Policy and research implications
Our study has a number of strengths that partially offset some of its
limitations (see below). First, the study shows the importance and feasibility
of monitoring routine process and outcome data in mental health services using
existing human resources. Second, we have reported outcomes over a median of 4
years, the longest such period of follow-up of a health service programme from
any low- and middle-income country. Third, the high rates of end-point
assessments ensure that the findings are not compromised by attrition bias.
Fourth, unlike previous studies, which have focused on schizophrenia
exclusively, this study describes the outcomes for people with a range of
chronic psychotic disorders, which is more relevant for programme planning and
implementation. Finally, in contrast to most existing studies, which define
outcomes using clinical measures, we used broader outcome measures related to
function, which were culturally valid and locally generated.

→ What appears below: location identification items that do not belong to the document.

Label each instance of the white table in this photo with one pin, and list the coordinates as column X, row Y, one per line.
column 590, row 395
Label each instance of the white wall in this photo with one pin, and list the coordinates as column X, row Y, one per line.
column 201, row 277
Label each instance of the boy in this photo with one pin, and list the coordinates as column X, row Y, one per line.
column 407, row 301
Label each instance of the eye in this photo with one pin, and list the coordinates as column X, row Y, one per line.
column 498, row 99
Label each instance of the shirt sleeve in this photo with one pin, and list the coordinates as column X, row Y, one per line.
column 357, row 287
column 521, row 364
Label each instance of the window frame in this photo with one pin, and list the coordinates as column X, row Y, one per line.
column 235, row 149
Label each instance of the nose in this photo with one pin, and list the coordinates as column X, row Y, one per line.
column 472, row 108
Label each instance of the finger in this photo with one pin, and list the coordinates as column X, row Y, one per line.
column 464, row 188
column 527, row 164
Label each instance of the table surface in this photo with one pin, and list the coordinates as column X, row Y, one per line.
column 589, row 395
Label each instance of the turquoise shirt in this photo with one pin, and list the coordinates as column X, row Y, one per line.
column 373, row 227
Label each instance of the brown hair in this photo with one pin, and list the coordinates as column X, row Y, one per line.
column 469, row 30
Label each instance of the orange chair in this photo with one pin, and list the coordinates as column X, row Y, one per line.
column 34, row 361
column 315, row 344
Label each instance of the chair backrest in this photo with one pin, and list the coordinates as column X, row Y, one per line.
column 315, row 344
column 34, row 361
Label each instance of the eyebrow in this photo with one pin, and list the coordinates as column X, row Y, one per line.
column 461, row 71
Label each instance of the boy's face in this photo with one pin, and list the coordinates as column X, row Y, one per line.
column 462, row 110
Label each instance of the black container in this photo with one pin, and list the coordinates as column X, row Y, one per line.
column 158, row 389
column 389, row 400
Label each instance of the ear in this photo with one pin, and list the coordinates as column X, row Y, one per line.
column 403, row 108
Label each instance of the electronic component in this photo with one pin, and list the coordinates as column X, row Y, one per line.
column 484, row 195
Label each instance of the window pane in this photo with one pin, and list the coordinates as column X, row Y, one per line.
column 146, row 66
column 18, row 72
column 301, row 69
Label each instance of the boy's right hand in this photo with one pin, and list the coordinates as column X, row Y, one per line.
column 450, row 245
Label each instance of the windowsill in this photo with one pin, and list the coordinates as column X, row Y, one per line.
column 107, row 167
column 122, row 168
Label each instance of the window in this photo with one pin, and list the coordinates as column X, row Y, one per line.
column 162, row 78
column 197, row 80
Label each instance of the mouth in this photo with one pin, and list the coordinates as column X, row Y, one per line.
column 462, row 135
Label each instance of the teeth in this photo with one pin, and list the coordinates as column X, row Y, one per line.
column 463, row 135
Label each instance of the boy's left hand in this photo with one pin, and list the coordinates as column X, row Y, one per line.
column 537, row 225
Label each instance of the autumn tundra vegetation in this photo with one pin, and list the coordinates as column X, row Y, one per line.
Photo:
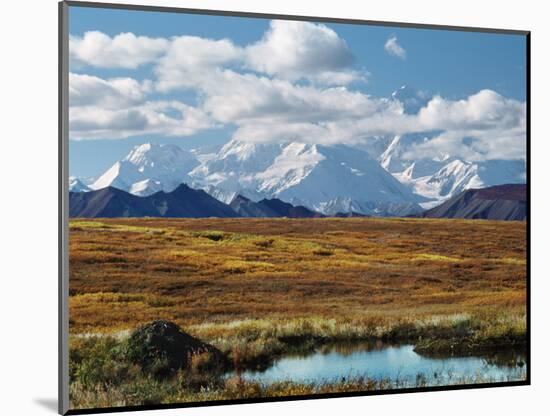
column 247, row 291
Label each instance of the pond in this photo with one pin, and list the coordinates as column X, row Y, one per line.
column 399, row 364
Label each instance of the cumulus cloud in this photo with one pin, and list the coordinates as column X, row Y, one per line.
column 302, row 50
column 393, row 48
column 87, row 90
column 125, row 50
column 190, row 61
column 292, row 84
column 170, row 118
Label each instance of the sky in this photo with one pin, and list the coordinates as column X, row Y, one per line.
column 196, row 80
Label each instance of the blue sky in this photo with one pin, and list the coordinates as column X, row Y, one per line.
column 453, row 65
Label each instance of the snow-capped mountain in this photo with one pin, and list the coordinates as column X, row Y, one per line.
column 77, row 185
column 149, row 168
column 325, row 179
column 380, row 176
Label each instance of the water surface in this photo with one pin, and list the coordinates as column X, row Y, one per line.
column 396, row 363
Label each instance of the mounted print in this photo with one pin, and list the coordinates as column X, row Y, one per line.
column 261, row 208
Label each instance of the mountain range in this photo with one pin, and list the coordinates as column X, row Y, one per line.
column 380, row 177
column 503, row 202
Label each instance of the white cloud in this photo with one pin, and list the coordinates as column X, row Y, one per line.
column 255, row 88
column 86, row 90
column 393, row 48
column 170, row 118
column 125, row 50
column 190, row 61
column 302, row 50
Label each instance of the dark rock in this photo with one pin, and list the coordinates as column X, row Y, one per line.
column 161, row 348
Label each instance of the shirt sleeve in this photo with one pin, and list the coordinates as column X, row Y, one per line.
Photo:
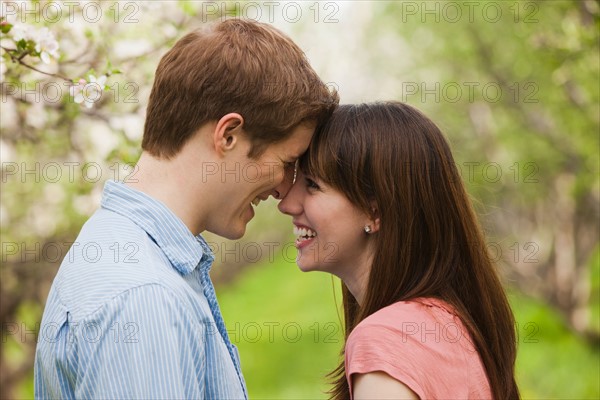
column 372, row 348
column 142, row 345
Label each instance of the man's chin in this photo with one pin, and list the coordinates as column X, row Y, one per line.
column 229, row 233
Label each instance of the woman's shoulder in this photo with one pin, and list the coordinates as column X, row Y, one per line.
column 408, row 312
column 423, row 343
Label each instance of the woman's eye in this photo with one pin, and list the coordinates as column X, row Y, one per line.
column 311, row 184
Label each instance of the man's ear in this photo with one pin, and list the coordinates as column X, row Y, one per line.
column 227, row 132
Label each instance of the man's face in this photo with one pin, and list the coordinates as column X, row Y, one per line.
column 248, row 181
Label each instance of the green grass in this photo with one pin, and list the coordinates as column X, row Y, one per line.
column 287, row 330
column 552, row 363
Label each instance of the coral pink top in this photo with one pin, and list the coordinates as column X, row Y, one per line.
column 423, row 344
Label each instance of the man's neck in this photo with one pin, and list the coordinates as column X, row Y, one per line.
column 170, row 182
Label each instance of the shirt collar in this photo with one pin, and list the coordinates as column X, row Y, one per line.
column 182, row 248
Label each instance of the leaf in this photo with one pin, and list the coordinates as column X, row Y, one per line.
column 5, row 27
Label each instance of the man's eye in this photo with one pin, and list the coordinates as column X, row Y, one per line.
column 291, row 166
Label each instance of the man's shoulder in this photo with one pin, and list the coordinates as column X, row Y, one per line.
column 110, row 256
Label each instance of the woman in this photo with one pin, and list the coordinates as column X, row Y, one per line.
column 379, row 203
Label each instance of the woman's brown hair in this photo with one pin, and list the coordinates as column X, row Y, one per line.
column 430, row 243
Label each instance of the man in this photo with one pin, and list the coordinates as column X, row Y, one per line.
column 134, row 315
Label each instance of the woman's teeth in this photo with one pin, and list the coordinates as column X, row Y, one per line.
column 304, row 232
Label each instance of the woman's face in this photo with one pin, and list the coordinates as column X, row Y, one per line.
column 330, row 230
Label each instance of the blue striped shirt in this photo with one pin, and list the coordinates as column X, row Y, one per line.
column 132, row 312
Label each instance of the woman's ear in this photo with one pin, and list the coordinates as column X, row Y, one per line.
column 375, row 221
column 227, row 132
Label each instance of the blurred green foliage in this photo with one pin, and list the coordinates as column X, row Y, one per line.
column 552, row 362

There are important policy and research implications of this programme for the planning of community services for people with severe mental disorders in low- and middle-income countries. The results provide evidence that community-based rehabilitation programmes relying primarily on non-specialist health workers are acceptable and feasible, and have an impact on the social and economic functioning of people with psychotic disorders and their families. The most important limitation of our study is that, by being derived from the monitoring and evaluation of an ongoing community mental health intervention rather than a controlled clinical trial evaluation, we are unable to comment on the effectiveness of the intervention. Furthermore, the findings are nested in the particular social and cultural milieu of the tribal community in Pati; the unique challenges and opportunities for the programme may not necessarily generalise to other settings easily. These limitations will be addressed through an ongoing controlled clinical trial of the interventions in two diverse settings in India, currently in progress. We propose that, based on the evidence accrued so far, community-based rehabilitation is a promising approach to closing the treatment gap for people with severe mental disorders in low- and middle-income countries.